Bitcoin remained under the key $60,000 threshold on Monday, setting the cryptocurrency up for its second straight quarterly decline as selling from U.S. spot exchange-traded funds, a firmer dollar and a hawkish Federal Reserve outlook weighed on sentiment.

The world's largest cryptocurrency last changed hands 0.4% lower at $59,765.0 by 01:02 ET (05:02 GMT).

Bitcoin is on track for a roughly 13% drop this quarter, which would be only the third time it has recorded back-to-back quarterly losses since inception. Year-to-date the token has retreated by more than 30%.


ETF outflows and monetary policy expectations

Investor interest in spot bitcoin funds has cooled, with U.S.-listed bitcoin ETFs logging a seventh consecutive week of net outflows. About $1.8 billion left those products in the prior week, according to SoSoValue data. Cumulative monthly outflows have now topped $4 billion, signaling weakening institutional demand amid broader market volatility.

Compounding selling pressure, the cryptocurrency has been affected by a stronger U.S. dollar and shifting expectations around Fed policy. Markets have increasingly priced in the chance of further rate increases this year after recent economic data pointed to persistent inflation and resilient labor-market conditions, contributing to a more hawkish outlook for monetary policy.


Geopolitics and risk sentiment

Investors were also watching developments in the Middle East after reports that the U.S. and Iran agreed to halt recent hostilities and resume negotiations following a weekend flare-up around the Strait of Hormuz. While the prospect of renewed diplomacy helped calm broader risk appetite, traders remained cautious given the possibility of further disruptions to global energy markets.

Market participants are now focused on this week's U.S. employment report for additional clues on the Federal Reserve's likely policy path.


Altcoins mostly soften

Most major alternative cryptocurrencies slipped on Monday, extending weekend losses.

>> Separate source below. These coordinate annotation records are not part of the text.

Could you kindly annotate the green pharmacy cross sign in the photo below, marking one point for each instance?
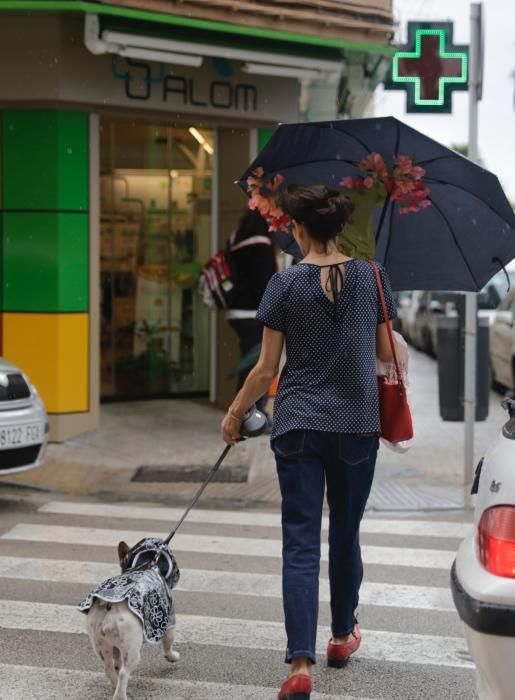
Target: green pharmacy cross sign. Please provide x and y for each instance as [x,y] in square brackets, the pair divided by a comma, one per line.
[429,68]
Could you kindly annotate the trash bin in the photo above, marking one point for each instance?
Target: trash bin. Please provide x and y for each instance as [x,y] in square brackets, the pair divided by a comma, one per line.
[451,369]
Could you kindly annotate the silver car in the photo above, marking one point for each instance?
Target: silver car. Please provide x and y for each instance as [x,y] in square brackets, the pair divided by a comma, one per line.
[23,422]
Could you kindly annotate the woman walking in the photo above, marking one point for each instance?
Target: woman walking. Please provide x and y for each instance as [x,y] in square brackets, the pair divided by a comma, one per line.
[325,431]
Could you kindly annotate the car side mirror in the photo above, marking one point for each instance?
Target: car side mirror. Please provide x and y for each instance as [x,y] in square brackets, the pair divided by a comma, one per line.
[435,307]
[505,317]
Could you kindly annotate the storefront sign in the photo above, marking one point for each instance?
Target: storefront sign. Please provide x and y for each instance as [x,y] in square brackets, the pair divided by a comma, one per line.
[63,70]
[178,90]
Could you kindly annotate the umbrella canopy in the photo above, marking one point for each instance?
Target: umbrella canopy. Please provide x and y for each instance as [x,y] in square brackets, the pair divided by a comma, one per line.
[457,243]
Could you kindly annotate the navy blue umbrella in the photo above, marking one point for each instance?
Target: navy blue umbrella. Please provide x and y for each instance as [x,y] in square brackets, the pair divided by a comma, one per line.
[458,243]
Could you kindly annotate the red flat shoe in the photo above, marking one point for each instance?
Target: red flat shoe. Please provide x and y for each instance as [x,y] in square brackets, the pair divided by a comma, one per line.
[338,654]
[297,687]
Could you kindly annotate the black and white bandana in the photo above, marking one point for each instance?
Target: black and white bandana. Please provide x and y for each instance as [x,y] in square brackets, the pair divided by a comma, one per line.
[147,590]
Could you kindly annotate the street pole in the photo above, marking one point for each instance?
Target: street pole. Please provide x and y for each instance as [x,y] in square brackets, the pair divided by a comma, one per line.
[471,297]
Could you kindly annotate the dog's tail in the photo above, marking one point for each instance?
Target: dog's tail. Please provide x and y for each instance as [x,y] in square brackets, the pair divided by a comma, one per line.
[108,624]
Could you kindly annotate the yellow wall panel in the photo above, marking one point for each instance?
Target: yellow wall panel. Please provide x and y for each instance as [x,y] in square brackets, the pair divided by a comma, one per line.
[53,350]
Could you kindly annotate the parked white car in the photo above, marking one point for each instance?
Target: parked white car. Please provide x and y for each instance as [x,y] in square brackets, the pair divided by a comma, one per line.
[483,574]
[23,422]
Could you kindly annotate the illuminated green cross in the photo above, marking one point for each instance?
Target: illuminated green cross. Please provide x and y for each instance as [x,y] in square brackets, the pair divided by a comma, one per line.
[430,68]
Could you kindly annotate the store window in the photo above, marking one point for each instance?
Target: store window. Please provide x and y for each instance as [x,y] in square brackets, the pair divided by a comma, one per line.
[156,191]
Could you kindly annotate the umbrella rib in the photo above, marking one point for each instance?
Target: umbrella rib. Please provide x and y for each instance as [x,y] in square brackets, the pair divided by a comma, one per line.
[389,234]
[428,161]
[354,138]
[472,194]
[456,242]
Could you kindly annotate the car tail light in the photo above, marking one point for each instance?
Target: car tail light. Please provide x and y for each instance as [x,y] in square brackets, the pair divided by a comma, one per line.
[496,540]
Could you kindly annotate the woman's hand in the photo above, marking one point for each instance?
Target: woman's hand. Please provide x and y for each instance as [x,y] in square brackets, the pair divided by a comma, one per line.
[231,426]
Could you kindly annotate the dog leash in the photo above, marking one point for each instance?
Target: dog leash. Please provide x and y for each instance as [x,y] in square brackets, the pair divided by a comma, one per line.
[199,493]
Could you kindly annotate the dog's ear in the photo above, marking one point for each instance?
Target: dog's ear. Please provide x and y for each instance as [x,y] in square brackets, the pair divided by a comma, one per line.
[123,548]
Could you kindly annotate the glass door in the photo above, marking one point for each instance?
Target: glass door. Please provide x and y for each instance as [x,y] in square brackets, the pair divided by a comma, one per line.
[156,189]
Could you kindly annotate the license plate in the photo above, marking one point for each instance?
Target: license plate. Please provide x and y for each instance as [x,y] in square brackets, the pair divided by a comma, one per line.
[21,435]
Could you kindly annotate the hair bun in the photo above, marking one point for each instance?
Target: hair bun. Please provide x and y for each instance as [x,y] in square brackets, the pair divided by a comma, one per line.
[323,211]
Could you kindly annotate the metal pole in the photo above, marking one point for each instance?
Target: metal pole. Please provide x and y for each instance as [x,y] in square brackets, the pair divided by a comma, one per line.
[471,297]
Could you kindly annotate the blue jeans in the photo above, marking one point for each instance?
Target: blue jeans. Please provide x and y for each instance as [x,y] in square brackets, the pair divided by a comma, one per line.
[306,461]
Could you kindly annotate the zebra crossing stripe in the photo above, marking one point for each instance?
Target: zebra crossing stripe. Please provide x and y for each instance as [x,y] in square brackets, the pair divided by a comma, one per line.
[391,647]
[23,681]
[426,528]
[223,582]
[210,544]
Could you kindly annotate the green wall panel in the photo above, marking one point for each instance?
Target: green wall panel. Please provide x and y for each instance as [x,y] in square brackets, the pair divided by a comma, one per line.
[45,262]
[45,160]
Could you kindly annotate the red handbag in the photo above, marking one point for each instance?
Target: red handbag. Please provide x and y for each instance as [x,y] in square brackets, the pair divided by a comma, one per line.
[396,423]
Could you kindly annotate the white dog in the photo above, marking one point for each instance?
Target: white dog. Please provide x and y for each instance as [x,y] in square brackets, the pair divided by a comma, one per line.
[131,608]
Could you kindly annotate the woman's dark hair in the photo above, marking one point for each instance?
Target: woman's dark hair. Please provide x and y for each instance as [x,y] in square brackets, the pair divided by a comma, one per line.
[322,211]
[251,224]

Ethereum, the second-largest crypto by market value, ticked down 0.2% to $1,564.92. XRP fell about 1% to $1.037. Cardano declined 1% while Solana bucked the broader trend and rose 1.2%. Among meme tokens, Dogecoin slipped 2.2%.

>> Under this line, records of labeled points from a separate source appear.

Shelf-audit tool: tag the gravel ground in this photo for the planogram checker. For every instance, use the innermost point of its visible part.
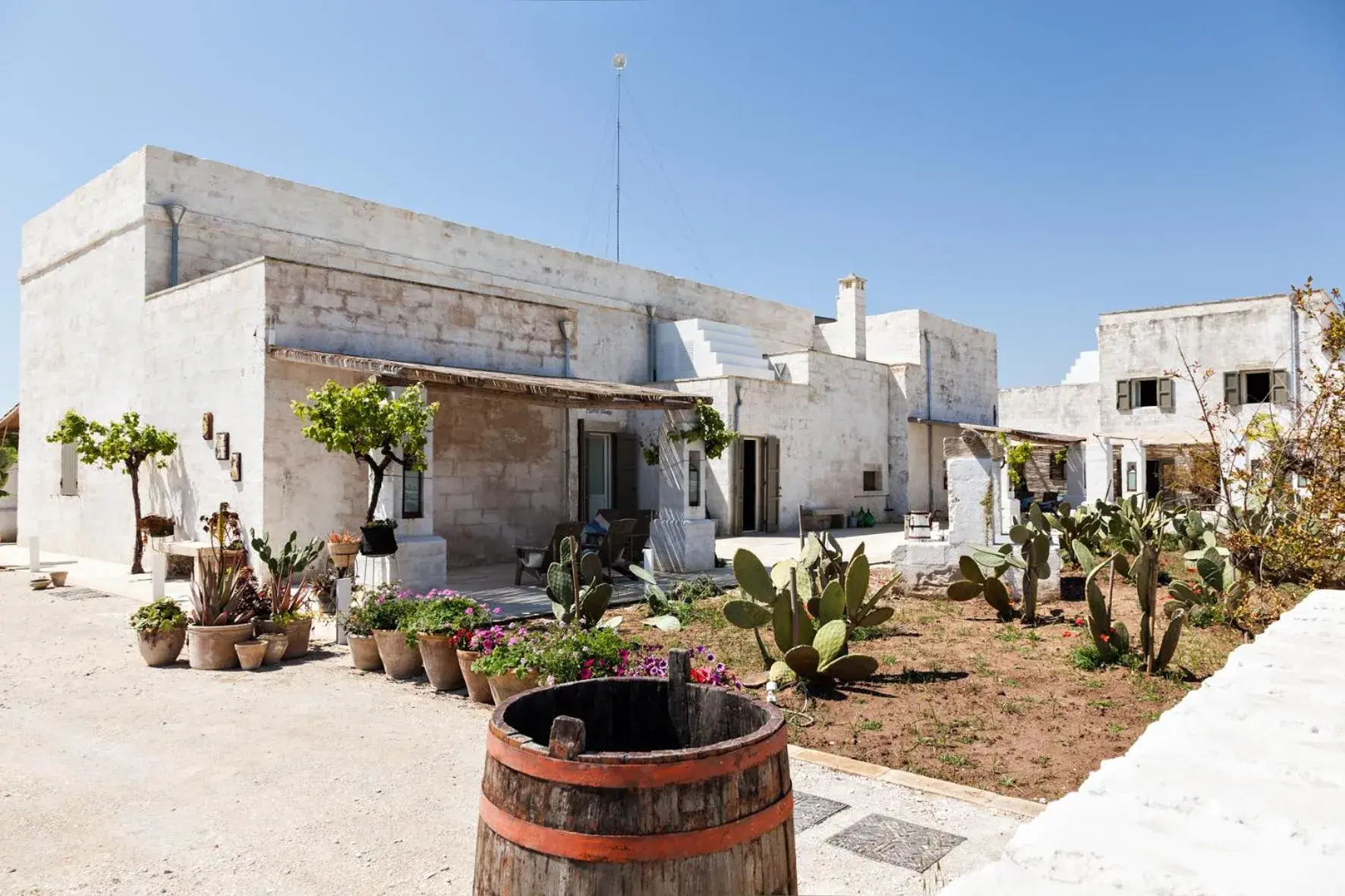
(306, 778)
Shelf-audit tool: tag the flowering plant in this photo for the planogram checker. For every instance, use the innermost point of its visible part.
(655, 665)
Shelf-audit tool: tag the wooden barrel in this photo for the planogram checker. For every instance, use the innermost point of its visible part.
(635, 786)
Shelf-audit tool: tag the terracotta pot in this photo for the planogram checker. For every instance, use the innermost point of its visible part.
(213, 646)
(162, 649)
(298, 633)
(477, 688)
(276, 645)
(250, 652)
(342, 555)
(398, 659)
(509, 684)
(440, 659)
(364, 652)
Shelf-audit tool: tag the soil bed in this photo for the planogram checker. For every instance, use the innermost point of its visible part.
(963, 697)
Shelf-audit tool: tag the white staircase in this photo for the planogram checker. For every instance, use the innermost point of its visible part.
(700, 349)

Traders and investors continue to weigh the combined impact of ETF flows, macroeconomic signals and geopolitical developments as they position ahead of key economic data this week.

Risks

  • Continued ETF outflows could prolong selling pressure on bitcoin and other crypto assets - this impacts cryptocurrency markets and institutional investors exposed to ETF flows.
  • A stronger U.S. dollar and the prospect of further Fed rate increases may further damp risk asset demand - affecting broader financial markets and risk-sensitive sectors.
  • Potential renewed disruptions in Middle East energy routes could reintroduce volatility into risk sentiment and energy markets, influencing crypto market direction through risk-off moves.